Il gioco di Skiles, dicevamo. A molti ricorda il playbook di qualche grande college (Indiana?) e sicuramente dei riferimenti ci sono. Il tiro da 3 punti è di vitale importanza come ormai – sigh – per qualsiasi squadra NBA, e non solo, ma è il così detto “in-between game”, il gioco in mezzo tra l’arco e l’area pitturata, a caratterizzare le “manovre” dei giovani Bulls.
Tanta motion, un po’ di flex offense, molti blocchi, gioco senza palla, utilizzo molto più marcato del lato debole. Alcuni dei movimenti caratteristici si riferiscono ad azioni che prevedono blocchi dei lunghi anche lontano da canestro (gomiti dell’area) sfruttati con movimenti “curl” dagli esterni. In più, a confermare questa tendenza di gioco, credo che Chicago abbia la più alta percentuale di giocatori in grado di mettere un arresto-e-tiro dai 4-5 metri di tutta la NBA!

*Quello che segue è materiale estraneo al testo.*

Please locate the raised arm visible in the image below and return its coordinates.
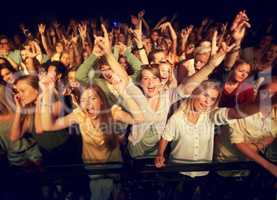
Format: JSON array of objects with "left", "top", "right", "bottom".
[
  {"left": 179, "top": 25, "right": 193, "bottom": 57},
  {"left": 38, "top": 24, "right": 53, "bottom": 58},
  {"left": 224, "top": 11, "right": 251, "bottom": 69},
  {"left": 9, "top": 95, "right": 25, "bottom": 142},
  {"left": 112, "top": 81, "right": 144, "bottom": 124},
  {"left": 137, "top": 10, "right": 150, "bottom": 36},
  {"left": 116, "top": 42, "right": 142, "bottom": 80},
  {"left": 76, "top": 41, "right": 102, "bottom": 85},
  {"left": 159, "top": 22, "right": 178, "bottom": 55},
  {"left": 78, "top": 23, "right": 92, "bottom": 52},
  {"left": 98, "top": 24, "right": 129, "bottom": 83},
  {"left": 130, "top": 19, "right": 149, "bottom": 65},
  {"left": 39, "top": 76, "right": 77, "bottom": 131},
  {"left": 179, "top": 31, "right": 235, "bottom": 95},
  {"left": 153, "top": 16, "right": 168, "bottom": 30}
]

Un altro “fondamentale” per il quale non si riscontrano grosse carenze dalle parti dello United Center è quello che raramente provoca statistiche da scrivere sul foglio, ma ti fa vincere, dal torneo 3vs3 al campetto fino ad un anello NBA o una medaglia olimpica: il cuore! Questi Bulls ne hanno da vendere, come il loro allenatore, buttarsi sul campo per recuperare o solo toccare un pallone è cosa di tutti i giorni, e la difesa, la determinazione in generale, sono ingredienti fondamentali nella ricetta di Scott Skiles. E’ così la squadra che lui sogna, e che sta dirigendo a mio avviso con allarmante (per chi deve dare il premietto alla fine dell’anno) intelligenza e capacità, tanto appunto da far pensare che anche qui soggiorna uno dei (pochi) potenziali vincitori del titolo di “Coach of the year”.

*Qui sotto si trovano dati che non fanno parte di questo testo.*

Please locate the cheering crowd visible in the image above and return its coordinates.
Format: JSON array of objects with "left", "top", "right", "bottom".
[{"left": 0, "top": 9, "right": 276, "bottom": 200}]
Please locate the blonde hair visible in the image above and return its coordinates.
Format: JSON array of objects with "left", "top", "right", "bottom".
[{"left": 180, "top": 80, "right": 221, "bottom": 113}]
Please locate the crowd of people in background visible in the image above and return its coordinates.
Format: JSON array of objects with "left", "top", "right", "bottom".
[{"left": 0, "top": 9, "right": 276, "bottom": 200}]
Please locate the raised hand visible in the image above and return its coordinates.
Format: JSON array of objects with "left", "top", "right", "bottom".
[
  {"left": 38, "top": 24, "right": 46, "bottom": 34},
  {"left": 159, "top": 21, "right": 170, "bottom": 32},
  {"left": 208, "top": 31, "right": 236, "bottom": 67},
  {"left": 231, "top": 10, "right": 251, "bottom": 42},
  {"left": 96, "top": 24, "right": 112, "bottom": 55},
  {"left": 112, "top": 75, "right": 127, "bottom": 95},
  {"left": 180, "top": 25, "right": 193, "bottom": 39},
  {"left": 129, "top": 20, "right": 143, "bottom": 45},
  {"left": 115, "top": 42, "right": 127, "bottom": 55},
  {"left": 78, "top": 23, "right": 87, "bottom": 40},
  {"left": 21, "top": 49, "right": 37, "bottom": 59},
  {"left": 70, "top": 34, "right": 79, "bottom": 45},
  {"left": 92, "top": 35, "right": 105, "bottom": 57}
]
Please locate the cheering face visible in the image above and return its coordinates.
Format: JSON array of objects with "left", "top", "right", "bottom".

La cosa fondamentale è sicuramente una: aver dato come coaching staff e ancor prima come dirigenza della franchigia una linea ben precisa da seguire, per tutti quelli che lavorano nell’organizzazione Bulls, giocatori e non solo. Quante squadre NBA ci sono – per il semplice fatto di esistere e giocare nella Lega – ma ci chiediamo quotidianamente:”Cosa stanno facendo?”. A volte, veramente, non si capisce! Chicago, evidentemente ha un piano, un programma. Poi il campo a volte cambia le carte in tavola, il destino – è bello che sia così – e la fortuna girano la storia, da una parte o dall’altra, ma il lavoro (quello che in palestra predica Skiles) deve rimanere quello di programmare e nel limite del possibile, concretizzare. Concretizzare gli scambi, le scelte, così come le idee disegnate su una lavagna in spogliatoio. E Chicago lo sta facendo, come detto, al contrario di altre franchige perennemente in ricostruzione (Atlanta, Milwaukee, ecc. ecc. ecc. i nomi li sappiamo tutti).
Dove può portare tutto questo? Al momento ai playoffs, difficilmente oltre un’ottimo traguardo come sarebbe una finale di conference.

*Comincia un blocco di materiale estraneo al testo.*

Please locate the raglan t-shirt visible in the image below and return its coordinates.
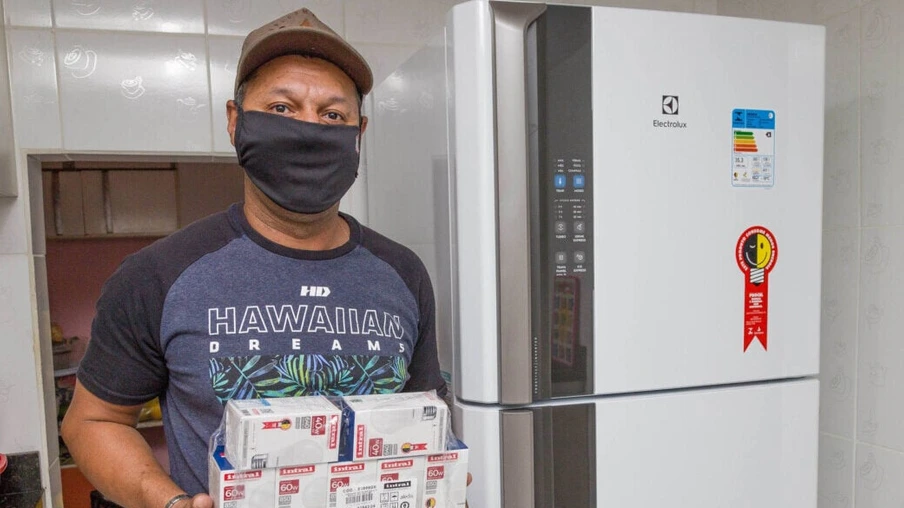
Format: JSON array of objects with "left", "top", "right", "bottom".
[{"left": 76, "top": 203, "right": 447, "bottom": 495}]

E’ allora il momento di scambiare? Non sembra…Siamo tornati a parlare, “rumoreggiare” come è bello fare nell’off-season, dei soliti nomi, Garnett, appunto, e Gasol. Ma per il momento…nada! Intanto dal draft è arrivato Noah, altro lungo molto mobile, mani educate, istruito al gioco in quel di Florida dall’allievo preferito di Pitino, Coach Donovan. Abituato a pressare tutto campo, anche stazionando in punta, e sicuramente uno dei più pronti, da subito, a calcare un parquet NBA. Alla 9^ chiamata il futuro potrebbe raccontarci di un “furto con scasso” da parte di Paxon&C.